Через Петьку Тоська и познакомилась с его старшим братом, которого раньше как-то не встречала, а только слышала, что есть такой распрекрасный Тима Дашкевич. Мать столь часто поминала этого самого Тиму: «Есть же у людей дети. Вон у Дашкевичихи парень — позавидуешь», — что Тоська даже нарисовала себе его портрет: конопатый, как и брат, он, в ее воображении, в отличие от живого, смешливого Петьки, неподвижно сидел на табурете — строгий, лупастый, причесанный на косой пробор.
Когда их познакомили, Тоська опешила от разительного несходства живого Тимы с нарисованным ее воображением. Перед ней стоял высокий, широкоплечий, весь какой-то очень светлый парень: светло-голубые глаза, чистый лоб, светлые, почти белые волосы, откинутые назад.
— Тося, — сказала она, протянув руку, и не смогла сдержать растерянной улыбки.
А Тима покраснел, как девушка. Он тоже слышал про Тоську: редко какая мать на улице, имевшая подросшего сына, вроде бы между прочим, но с потаенной надеждой, не затевала дома разговор про красавицу дочку тетки Полины.
Они стали часто встречаться.
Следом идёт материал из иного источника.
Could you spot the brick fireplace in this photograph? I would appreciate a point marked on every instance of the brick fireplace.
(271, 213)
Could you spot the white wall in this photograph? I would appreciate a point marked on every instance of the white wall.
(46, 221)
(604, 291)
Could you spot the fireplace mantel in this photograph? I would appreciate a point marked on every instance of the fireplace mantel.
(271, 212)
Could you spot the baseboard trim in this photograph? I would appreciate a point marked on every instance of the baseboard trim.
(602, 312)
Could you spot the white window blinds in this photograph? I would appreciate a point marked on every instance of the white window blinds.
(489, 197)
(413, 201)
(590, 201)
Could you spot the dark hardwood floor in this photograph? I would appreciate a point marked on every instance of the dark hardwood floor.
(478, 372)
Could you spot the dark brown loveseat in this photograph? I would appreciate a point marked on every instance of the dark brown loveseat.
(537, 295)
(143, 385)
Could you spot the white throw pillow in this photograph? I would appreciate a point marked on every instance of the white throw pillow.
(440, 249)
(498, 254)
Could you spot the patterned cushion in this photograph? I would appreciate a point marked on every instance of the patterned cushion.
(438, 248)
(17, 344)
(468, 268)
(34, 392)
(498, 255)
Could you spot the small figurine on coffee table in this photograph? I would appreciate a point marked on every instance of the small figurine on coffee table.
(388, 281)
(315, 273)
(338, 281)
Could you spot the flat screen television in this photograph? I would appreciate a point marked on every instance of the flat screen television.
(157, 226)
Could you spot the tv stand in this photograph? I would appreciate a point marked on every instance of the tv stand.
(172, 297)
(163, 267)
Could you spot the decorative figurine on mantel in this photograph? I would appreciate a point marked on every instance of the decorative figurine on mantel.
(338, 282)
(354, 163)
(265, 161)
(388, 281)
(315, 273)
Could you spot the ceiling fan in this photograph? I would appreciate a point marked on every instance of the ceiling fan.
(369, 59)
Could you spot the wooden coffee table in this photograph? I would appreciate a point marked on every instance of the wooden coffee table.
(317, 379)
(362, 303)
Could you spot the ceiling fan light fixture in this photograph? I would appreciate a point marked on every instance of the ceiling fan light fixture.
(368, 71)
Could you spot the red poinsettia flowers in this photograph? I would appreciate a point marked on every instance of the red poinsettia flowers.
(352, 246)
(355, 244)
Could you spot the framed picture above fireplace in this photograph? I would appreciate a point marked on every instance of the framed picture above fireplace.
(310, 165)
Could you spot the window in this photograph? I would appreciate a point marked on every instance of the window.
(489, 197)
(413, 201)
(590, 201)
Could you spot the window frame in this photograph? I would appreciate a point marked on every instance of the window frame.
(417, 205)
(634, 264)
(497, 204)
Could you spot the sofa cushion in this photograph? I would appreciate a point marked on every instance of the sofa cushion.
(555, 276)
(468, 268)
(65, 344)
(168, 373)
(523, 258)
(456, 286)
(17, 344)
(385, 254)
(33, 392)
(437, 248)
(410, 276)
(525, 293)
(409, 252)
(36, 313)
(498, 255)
То есть, как бы случайно, попадаться друг другу навстречу.
Завидев Тиму, Тоська уже издалека начинала старательно хмуриться, сжимала подрагивающие губы.
Тима замедлял шаг, разворачивался как-то боком, смотрел под ноги, в сторону и приближался неровно, вилюшками.
Но как они ни хитрили, виноватые их улыбки встречались, встречались сияющие взгляды — все было ясно без слов.
Тоська, правда, еще храбрилась — перед подружками особенно. «А, этот, — говорила она небрежно и передразнивала Тимино белорусское произношение: — Трапка, брухо, перапелка». Но тут же поскорее отводила выдававшие ее глаза. Как ни пыталась она остаться прежней Тоськой — занозистой, неприступной, — ничего у нее не выходило, и скоро они с Тимой, застенчиво покружив друг возле друга, не уславливаясь специально, стали хорошо, нежно дружить.